Los científicos ya sabían que estos primates se tocan para reconciliarse después de un pleito. La novedad es otra: los animales también se acariciaban cuando no había ocurrido ninguna pelea. Eso llevó a Jake Brooker, primatólogo hoy en la Universidad de Utrecht (Países Bajos), a preguntarse si el contacto servía para prevenir el conflicto y no solo para repararlo.
Cómo se hizo el experimento con cacahuates
El equipo filmó a cinco grupos de chimpancés y bonobos en dos santuarios africanos, el Lola ya Bonobo en la República Democrática del Congo y el Chimfunshi Wildlife Orphanage Trust en Zambia. La mecánica era sencilla: ofrecerles una cantidad limitada de cacahuates y grabar qué pasaba antes, durante y después. Como no alcanzaba para todos, la sola llegada de la comida ponía nerviosos a los animales.
El patrón fue claro. Cuanto más contacto amistoso había antes del reparto, más probable era que comieran juntos y en calma. Y valió igual para las dos especies, algo que sorprende porque suelen pintarse como opuestas: el chimpancé con fama de arisco y el bonobo como el "hippie" pacífico del grupo. Los resultados sugieren que se parecen más de lo que se cree.

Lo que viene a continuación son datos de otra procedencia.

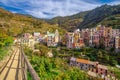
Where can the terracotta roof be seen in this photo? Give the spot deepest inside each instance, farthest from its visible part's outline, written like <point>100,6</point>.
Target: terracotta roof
<point>83,61</point>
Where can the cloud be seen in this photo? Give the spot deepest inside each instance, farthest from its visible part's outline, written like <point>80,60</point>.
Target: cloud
<point>53,8</point>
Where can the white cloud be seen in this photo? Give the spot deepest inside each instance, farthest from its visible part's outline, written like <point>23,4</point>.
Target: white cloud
<point>52,8</point>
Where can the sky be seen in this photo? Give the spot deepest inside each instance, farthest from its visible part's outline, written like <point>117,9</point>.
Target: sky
<point>52,8</point>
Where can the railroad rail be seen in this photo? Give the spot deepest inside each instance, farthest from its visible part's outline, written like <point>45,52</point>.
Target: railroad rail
<point>27,67</point>
<point>17,67</point>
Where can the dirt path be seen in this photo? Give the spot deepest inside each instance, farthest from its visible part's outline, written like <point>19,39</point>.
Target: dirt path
<point>12,70</point>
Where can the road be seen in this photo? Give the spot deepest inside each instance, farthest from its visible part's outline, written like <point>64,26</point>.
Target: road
<point>12,70</point>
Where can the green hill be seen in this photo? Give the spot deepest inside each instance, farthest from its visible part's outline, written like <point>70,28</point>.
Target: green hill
<point>16,24</point>
<point>69,22</point>
<point>106,14</point>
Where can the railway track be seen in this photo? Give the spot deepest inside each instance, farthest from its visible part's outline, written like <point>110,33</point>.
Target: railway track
<point>12,69</point>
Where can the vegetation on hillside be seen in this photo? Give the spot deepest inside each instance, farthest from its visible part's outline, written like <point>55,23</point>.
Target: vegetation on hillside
<point>106,14</point>
<point>54,68</point>
<point>98,14</point>
<point>5,42</point>
<point>16,24</point>
<point>69,22</point>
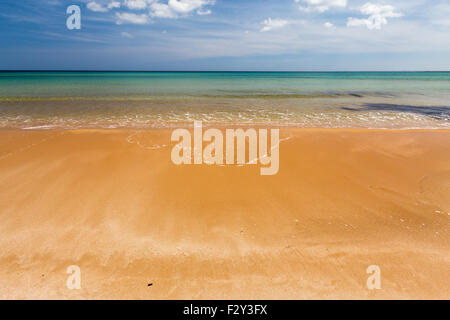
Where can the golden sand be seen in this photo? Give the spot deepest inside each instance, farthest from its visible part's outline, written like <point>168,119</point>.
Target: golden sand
<point>113,203</point>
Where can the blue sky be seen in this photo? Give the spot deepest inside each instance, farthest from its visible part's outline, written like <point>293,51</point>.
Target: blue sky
<point>286,35</point>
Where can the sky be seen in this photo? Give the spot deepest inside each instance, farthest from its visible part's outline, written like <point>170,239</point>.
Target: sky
<point>229,35</point>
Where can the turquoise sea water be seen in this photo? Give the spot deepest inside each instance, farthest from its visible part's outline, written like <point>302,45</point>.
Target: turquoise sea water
<point>149,99</point>
<point>82,84</point>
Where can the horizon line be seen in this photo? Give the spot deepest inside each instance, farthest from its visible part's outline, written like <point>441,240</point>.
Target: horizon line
<point>211,71</point>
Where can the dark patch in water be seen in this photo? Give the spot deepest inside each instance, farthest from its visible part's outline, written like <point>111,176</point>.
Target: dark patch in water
<point>436,112</point>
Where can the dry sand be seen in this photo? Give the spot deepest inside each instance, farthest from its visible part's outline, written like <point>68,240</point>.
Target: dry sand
<point>115,205</point>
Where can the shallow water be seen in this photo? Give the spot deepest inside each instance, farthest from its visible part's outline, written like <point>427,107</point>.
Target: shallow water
<point>45,100</point>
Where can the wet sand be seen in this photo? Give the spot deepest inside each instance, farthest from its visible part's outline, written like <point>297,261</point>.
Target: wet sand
<point>112,202</point>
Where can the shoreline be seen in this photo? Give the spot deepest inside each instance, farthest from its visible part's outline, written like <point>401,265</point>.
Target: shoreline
<point>127,216</point>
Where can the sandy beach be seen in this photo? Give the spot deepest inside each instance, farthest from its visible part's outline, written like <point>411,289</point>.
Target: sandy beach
<point>112,203</point>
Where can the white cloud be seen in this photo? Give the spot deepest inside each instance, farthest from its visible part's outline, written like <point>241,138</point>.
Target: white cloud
<point>377,13</point>
<point>203,12</point>
<point>161,10</point>
<point>176,8</point>
<point>137,4</point>
<point>94,6</point>
<point>114,5</point>
<point>321,5</point>
<point>126,35</point>
<point>270,24</point>
<point>126,17</point>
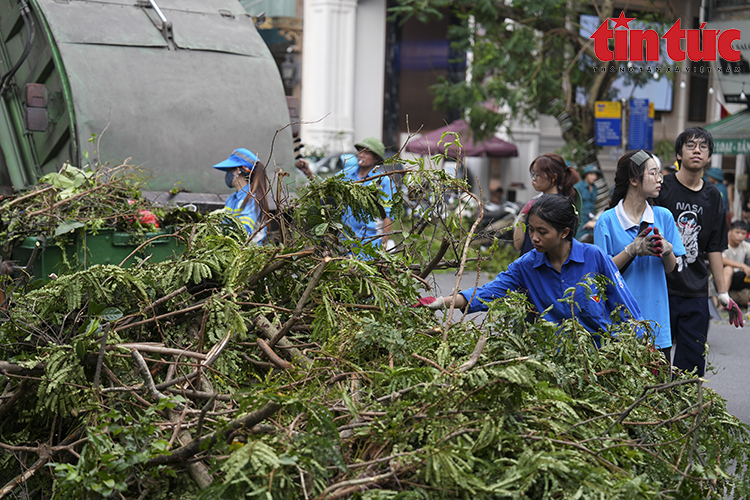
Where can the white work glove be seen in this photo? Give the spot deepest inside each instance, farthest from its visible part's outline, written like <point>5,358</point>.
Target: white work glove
<point>735,314</point>
<point>431,303</point>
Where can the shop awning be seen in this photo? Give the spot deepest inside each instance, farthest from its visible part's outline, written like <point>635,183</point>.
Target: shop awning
<point>732,134</point>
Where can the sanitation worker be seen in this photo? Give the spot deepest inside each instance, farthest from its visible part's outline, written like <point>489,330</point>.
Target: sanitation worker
<point>556,262</point>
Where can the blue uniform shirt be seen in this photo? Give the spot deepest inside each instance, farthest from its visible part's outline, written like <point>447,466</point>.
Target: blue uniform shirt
<point>248,216</point>
<point>369,229</point>
<point>533,274</point>
<point>645,277</point>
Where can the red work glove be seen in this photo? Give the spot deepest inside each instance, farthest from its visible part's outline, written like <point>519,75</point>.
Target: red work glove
<point>735,314</point>
<point>431,303</point>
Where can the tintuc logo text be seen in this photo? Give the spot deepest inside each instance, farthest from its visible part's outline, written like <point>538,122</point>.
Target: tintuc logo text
<point>633,49</point>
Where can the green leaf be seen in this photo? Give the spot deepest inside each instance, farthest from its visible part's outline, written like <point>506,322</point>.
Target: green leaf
<point>68,226</point>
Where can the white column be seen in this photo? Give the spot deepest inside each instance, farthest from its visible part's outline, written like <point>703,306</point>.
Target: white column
<point>369,69</point>
<point>328,73</point>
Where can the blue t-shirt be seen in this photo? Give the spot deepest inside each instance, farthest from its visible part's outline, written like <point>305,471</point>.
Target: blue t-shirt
<point>533,274</point>
<point>248,216</point>
<point>367,229</point>
<point>645,277</point>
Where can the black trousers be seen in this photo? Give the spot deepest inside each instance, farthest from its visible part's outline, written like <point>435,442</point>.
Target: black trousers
<point>689,319</point>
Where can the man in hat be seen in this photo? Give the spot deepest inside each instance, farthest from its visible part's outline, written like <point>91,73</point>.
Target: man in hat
<point>370,155</point>
<point>246,174</point>
<point>588,191</point>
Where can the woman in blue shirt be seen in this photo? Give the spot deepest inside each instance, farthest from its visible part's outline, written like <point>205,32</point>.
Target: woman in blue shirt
<point>642,239</point>
<point>246,174</point>
<point>556,262</point>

Entre los gestos que registraron aparecen varios:
- abrazos y palmaditas
- tomarse de la mano
- contacto genital
- meterse los dedos en la boca del otro
Qué nos dice sobre los humanos
Para Zanna Clay, primatóloga de la Universidad de Durham, la lección va más allá de los simios. Un poco de contacto antes de un examen, una competencia o cualquier momento de presión puede hacernos sentir más tranquilos y conectados.
"La cercanía física es una forma realmente poderosa de manejar el estrés".
Clay pone una advertencia honesta: el estudio todavía no puede afirmar si el contacto hace que los grupos se toleren, o si los grupos que ya se toleran simplemente se tocan más. Lo más probable, dice, es que funcione en ambos sentidos. En la investigación participaron además centros de Alemania, los Países Bajos y Estados Unidos.
El hallazgo suma evidencia a una idea sencilla y poderosa: mucho antes de las palabras, el gesto de acercarse al otro ya servía para sostener al grupo. Y si funciona entre chimpancés y bonobos, quizá valga la pena mirarlo con menos vergüenza entre nosotros.